The rewrite goes apace. Right now I’m working on standing up a testing framework which should very much help in finding bad queries before they go bad in production. Having a proper testing framework from the beginning of the rewrite reduces the chances that future changes will go back and hurt existing code without me knowing about it. But it also means I have to slim down that 36GB of data y’all have created over the years, to a set of data that is complete enough that I can test every scenario but doesn’t take 2 hours to load on the testing database. This work is drudgery, but invaluable, which is the worst kind of drudgery. But given the jetlag, it’s probably about what my brain is up for right now.

OTHERWISE

Fall is here!  It’s the best time of the year in New England, except that I’m allergic to it, and still jet lagged from Taiwan. But the days are also growing sadly shorter, which isn’t helping with the lag. I’m hoping to get up into the north country this weekend and spend some time in the outdoors crispness; I’m hoping it won’t be a total tourist mob scene in the White Mountains, but likely we’re past foliage peak up there anyhow.

This blog is and has long been hosted on WordPress. But recently, the WordPress project has decided to set itself on fire, thanks to an apparent hissy fit by the founder. He runs both the nonprofit that owns the open source code and update servers, and a for-profit hosting company, Automattic, built on the same software. He claims that a competing hosting company, WPEngine, isn’t giving enough back to the community and somehow abusing trademarks in a nebulous way. But WPEngine isn’t required to give anything back at all, and the trademark claims seem spurious to me; that was enough to raise my antenna. And then the founder leveraged control over the nonprofit to cut off WPEngine from the open source code and security updates. They took over a plugin created and maintained by WPEngine, and pushed out their own changes to it, as well as renaming it, under the guise of “security.”  This update would have auto-installed on thousands of blogs without the administrators thereof consenting to the change or even being aware of it.

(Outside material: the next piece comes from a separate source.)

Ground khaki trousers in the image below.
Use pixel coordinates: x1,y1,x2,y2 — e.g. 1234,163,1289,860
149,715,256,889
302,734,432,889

That final bit crossed the Rubicon in my book; I no longer trust WordPress, and will therefore soon transition this site to another platform. Honestly, WordPress was never a perfect fit for me anyway, and because it is so common on the web it also requires a lot of security filtering; even my little blog suffers near constant hacking attempts. The most obvious alternative appears to be Ghost, which has the virtue of integrating in email subscriptions, so if you are one of the three people who regularly like to keep updated on my blather, you’ll have that as an option soon.

I don’t really want or need an additional side project, but so it goes sometimes in the world of open source.